Io ho sempre saputo che non si potesse fare, però mi rendo conto che - anche ripetendo la frase a voce alta - se il nome non viene flesso, mi suona tutto un po' strano. 

Che ne dite?


----------



## Pat (√2)

'giorno  Puoi farlo, se "tutte le Hermione" proprio non ti va giù.


----------



## dragonseven

Buongiorno Passola!
Comprendo molto bene cosa intendi, ma personalmente vedo e sento il plurale dato ai nomi propri come sbagliato e cacofonico.
Poi, come detto da Pat, volere è potere.


----------



## francisgranada

_Hermione_, come nome proprio femminile, in italiano non mi suona chissà quanto naturale neanche al singolare  ... 

Ma p.e. l'espressione _tutte le Marie_ non la vedo tanto "male", mentre p.e. _tutti i Giuseppi_ mi suona strano ... Chiaro che le mie impressioni personali non sono rilevanti, però m'interesserebbe sapere se anche voi madrelingua avete la sensazione che alcuni nomi propri suonano al plurale bene (o "meglio") rispetto ad alcuni altri? ...
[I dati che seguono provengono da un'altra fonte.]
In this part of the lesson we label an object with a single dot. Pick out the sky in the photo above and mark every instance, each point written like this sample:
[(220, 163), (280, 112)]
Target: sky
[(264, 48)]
Domanda: Si può quindi dire che "ufficialmente" _a priori_ tutti i nomi propri bisogna considerarli indeclinabili, cioè anche nel mio esempio_ tutte le Mari*a*_ sarebbe la versione corretta? (oppure _ogni Mari_a per evitare il dilemma ...)


----------



## passola92

francisgranada said:


> Ma p.e. l'espressione _tutte le Marie_ non la vedo tanto "male", mentre p.e. _tutti i Giuseppi_ mi suona strano ... Chiaro che le mie impressioni personali non sono rilevanti, però m'interesserebbe sapere se anche voi madrelingua avete la sensazione che alcuni nomi propri suonano al plurale bene (o "meglio") rispetto ad alcuni altri? ...



Sono assolutamente d'accordo. Potrei dire "Ci sono 3 Giulie nella mia classe", ma non "tre Marchi"


----------



## Anja.Ann

Ciao a tutti  

Al plurale, la maggior parte dei nomi propri rimane invariata, a eccezione di alcuni casi: 
- per indicare due o più persone che condividono lo stesso nome: le tre Marie; 
- restano in carcere i due Alberti (_padre e figlio_) già detenuti; 
- per indicare due o più opere d’arte riconducibili a un unico artista: due meravigliosi Tintoretti; 
- con tono enfatico, per indicare una categoria di individui con caratteristiche particolari ben definite: "Canzoni brutte, ma brutte (quelle dei vari Valeri Scanu) ... (http://forum.musiczone.it)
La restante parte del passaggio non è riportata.